Calibration of baryonic parameters to 10-20% precision is necessary to preserve cosmological constraints.

Long-term X-ray data can constrain hot gas abundance effectively.

kSZ measurements can achieve the precision needed for full self-calibration.

Abstract

Cosmological constraints derived from weak lensing (WL) surveys are limited by baryonic effects, which suppress the non-linear matter power spectrum on small scales. By combining WL measurements with data from external tracers of the gas around massive structures, it is possible to calibrate baryonic effects and, therefore, obtain more precise cosmological constraints. In this study, we generate mock data for a Stage-IV weak lensing survey such as the Legacy Survey of Space and Time (LSST), X-ray gas fractions, and stacked kinetic Sunyaev-Zel'dovich (kSZ) measurements, to jointly constrain cosmological and astrophysical parameters describing baryonic effects (using the Baryon Correction Model - BCM).
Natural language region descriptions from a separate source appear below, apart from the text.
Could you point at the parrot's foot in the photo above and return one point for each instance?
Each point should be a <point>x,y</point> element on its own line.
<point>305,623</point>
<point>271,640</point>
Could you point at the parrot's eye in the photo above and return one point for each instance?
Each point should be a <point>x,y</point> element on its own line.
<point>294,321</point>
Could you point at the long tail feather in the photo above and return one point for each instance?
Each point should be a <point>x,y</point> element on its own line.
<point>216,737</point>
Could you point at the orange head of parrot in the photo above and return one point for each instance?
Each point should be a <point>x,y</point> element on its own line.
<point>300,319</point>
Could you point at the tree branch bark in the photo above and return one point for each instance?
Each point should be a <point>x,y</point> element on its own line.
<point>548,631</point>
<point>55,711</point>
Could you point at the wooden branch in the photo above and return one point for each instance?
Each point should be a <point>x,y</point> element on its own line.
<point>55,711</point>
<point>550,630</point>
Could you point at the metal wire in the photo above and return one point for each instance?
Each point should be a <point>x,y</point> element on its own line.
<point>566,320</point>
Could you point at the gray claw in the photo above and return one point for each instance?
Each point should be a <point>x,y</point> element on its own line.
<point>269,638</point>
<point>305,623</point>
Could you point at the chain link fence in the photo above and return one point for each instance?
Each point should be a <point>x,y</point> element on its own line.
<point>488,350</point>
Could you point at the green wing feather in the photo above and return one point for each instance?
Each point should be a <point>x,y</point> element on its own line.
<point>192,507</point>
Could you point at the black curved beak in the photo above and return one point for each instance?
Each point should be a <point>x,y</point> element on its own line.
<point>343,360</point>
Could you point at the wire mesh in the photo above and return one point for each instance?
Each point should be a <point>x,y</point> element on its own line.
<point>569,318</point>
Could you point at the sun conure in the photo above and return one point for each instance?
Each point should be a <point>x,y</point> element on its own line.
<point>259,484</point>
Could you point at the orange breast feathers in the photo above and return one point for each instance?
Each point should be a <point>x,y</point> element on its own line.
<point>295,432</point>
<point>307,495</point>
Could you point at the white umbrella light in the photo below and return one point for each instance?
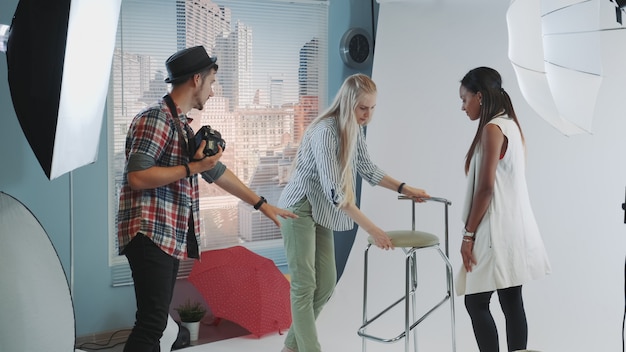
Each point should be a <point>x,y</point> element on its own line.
<point>559,50</point>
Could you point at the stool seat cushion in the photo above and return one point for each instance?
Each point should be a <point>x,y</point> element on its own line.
<point>408,238</point>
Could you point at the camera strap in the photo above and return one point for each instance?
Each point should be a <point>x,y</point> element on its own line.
<point>184,142</point>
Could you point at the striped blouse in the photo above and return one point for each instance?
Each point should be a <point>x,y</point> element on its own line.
<point>317,174</point>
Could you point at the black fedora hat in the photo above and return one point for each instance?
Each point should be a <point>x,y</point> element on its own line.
<point>184,63</point>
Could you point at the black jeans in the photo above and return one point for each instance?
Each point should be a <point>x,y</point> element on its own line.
<point>154,275</point>
<point>485,327</point>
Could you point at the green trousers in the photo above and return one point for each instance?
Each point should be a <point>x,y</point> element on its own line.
<point>310,252</point>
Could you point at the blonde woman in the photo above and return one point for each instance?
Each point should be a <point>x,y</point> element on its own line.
<point>321,191</point>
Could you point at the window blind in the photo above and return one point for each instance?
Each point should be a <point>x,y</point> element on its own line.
<point>271,82</point>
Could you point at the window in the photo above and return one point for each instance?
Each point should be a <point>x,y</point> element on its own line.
<point>270,84</point>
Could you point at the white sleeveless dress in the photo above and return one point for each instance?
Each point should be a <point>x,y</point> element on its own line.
<point>508,248</point>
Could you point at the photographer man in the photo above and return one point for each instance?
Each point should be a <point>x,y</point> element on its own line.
<point>159,206</point>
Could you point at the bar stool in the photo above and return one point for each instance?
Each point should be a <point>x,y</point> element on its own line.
<point>411,242</point>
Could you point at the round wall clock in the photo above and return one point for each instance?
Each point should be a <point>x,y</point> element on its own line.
<point>356,48</point>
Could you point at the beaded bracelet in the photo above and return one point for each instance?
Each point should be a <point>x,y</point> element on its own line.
<point>259,203</point>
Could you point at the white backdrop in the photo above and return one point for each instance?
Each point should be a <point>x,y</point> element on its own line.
<point>420,135</point>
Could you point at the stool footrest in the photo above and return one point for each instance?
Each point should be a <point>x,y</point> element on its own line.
<point>361,331</point>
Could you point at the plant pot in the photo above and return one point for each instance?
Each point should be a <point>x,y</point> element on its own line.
<point>193,327</point>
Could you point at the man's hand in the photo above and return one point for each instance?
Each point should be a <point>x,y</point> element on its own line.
<point>206,162</point>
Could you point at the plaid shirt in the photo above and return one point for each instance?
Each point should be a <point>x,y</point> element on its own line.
<point>162,213</point>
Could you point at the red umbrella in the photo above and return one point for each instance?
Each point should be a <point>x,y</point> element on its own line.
<point>245,288</point>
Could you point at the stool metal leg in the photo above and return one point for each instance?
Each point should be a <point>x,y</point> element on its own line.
<point>363,340</point>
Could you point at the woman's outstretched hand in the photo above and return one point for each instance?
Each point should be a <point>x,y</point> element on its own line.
<point>381,239</point>
<point>417,194</point>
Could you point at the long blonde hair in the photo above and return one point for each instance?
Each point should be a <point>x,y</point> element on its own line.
<point>343,108</point>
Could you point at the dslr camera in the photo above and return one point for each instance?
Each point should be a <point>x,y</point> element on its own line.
<point>213,139</point>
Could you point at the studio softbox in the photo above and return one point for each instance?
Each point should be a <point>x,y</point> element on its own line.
<point>59,56</point>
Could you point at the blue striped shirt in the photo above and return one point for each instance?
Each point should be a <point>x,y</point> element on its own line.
<point>317,174</point>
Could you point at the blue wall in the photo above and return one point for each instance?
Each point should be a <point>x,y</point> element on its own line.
<point>98,306</point>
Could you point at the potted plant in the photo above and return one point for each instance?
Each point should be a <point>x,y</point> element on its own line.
<point>190,313</point>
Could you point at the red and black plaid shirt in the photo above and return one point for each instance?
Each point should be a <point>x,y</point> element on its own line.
<point>162,213</point>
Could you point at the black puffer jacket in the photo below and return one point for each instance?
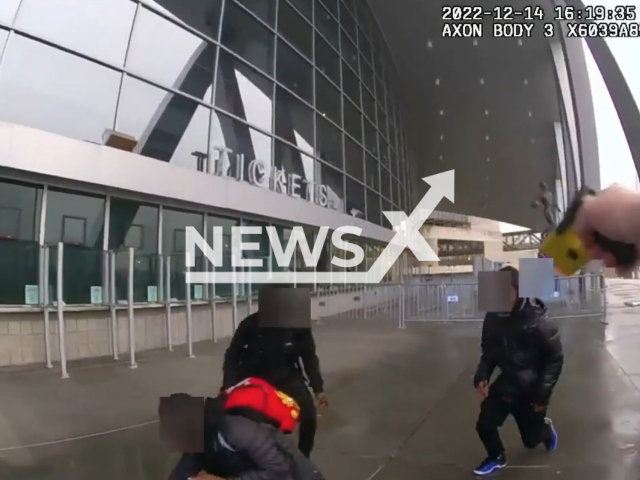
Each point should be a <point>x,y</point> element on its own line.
<point>239,448</point>
<point>525,345</point>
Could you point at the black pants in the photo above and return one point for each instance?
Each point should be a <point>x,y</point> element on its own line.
<point>298,390</point>
<point>494,411</point>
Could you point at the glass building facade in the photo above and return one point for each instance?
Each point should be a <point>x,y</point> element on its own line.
<point>306,86</point>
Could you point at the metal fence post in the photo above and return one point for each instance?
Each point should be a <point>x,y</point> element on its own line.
<point>167,286</point>
<point>61,325</point>
<point>113,299</point>
<point>132,326</point>
<point>189,317</point>
<point>45,306</point>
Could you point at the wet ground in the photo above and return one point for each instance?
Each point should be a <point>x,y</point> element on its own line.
<point>402,407</point>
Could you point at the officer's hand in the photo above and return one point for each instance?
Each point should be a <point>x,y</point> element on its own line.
<point>614,213</point>
<point>483,390</point>
<point>323,401</point>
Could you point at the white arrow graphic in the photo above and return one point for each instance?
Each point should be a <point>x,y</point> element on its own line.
<point>408,235</point>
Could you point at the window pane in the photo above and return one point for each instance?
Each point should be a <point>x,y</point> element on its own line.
<point>77,220</point>
<point>355,199</point>
<point>365,47</point>
<point>328,99</point>
<point>174,224</point>
<point>168,126</point>
<point>293,161</point>
<point>265,9</point>
<point>370,137</point>
<point>230,138</point>
<point>19,251</point>
<point>373,207</point>
<point>244,35</point>
<point>373,177</point>
<point>171,56</point>
<point>294,72</point>
<point>294,120</point>
<point>327,25</point>
<point>352,120</point>
<point>58,82</point>
<point>333,179</point>
<point>244,91</point>
<point>385,182</point>
<point>327,60</point>
<point>350,84</point>
<point>295,29</point>
<point>328,142</point>
<point>368,105</point>
<point>350,53</point>
<point>354,159</point>
<point>97,29</point>
<point>304,6</point>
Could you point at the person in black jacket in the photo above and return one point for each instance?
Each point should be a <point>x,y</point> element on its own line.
<point>237,435</point>
<point>525,346</point>
<point>281,356</point>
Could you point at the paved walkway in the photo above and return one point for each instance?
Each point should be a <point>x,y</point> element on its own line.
<point>402,407</point>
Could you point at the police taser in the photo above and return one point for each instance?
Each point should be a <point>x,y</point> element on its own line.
<point>569,253</point>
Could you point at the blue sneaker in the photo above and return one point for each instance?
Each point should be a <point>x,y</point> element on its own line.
<point>491,465</point>
<point>551,445</point>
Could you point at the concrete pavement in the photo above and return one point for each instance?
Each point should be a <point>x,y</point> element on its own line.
<point>402,407</point>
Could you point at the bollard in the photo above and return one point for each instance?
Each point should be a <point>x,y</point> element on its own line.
<point>132,327</point>
<point>61,325</point>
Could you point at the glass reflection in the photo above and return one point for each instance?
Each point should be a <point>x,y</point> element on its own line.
<point>97,29</point>
<point>171,56</point>
<point>294,72</point>
<point>86,92</point>
<point>295,29</point>
<point>247,37</point>
<point>294,120</point>
<point>244,92</point>
<point>168,126</point>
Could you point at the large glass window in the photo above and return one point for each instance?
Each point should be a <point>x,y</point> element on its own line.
<point>352,120</point>
<point>373,176</point>
<point>20,206</point>
<point>168,126</point>
<point>329,142</point>
<point>328,99</point>
<point>243,91</point>
<point>353,158</point>
<point>355,199</point>
<point>294,72</point>
<point>327,60</point>
<point>232,141</point>
<point>295,29</point>
<point>174,224</point>
<point>97,29</point>
<point>247,37</point>
<point>171,55</point>
<point>293,161</point>
<point>373,207</point>
<point>58,82</point>
<point>77,220</point>
<point>333,179</point>
<point>265,9</point>
<point>134,225</point>
<point>294,120</point>
<point>327,25</point>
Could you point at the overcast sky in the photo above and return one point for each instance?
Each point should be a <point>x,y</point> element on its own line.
<point>616,164</point>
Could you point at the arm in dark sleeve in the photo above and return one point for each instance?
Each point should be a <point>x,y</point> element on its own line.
<point>311,362</point>
<point>487,365</point>
<point>234,354</point>
<point>260,445</point>
<point>552,358</point>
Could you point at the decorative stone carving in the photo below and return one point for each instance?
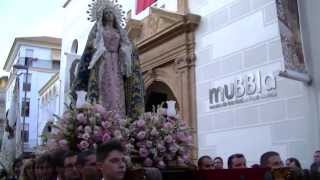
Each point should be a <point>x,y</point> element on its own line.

First, using WL data alone, we quantify the level to which the BCM parameters will need to be constrained to recover the cosmological constraints obtained under the assumption of perfect knowledge of baryonic feedback. We identify the most relevant baryonic parameters and determine that they must be calibrated to a precision of $\sim 10$-$20\%$ to avoid significant degradation of the fiducial WL constraints. We forecast that long-term X-ray data from $\sim 5000$ clusters should be able to reach this threshold for the parameters that characterise the abundance of hot virialised gas. Constraining the distribution of ejected gas presents a greater challenge, however, but we forecast that long-term kSZ data from a CMB-S4-like experiment should achieve the level of precision required for full self-calibration.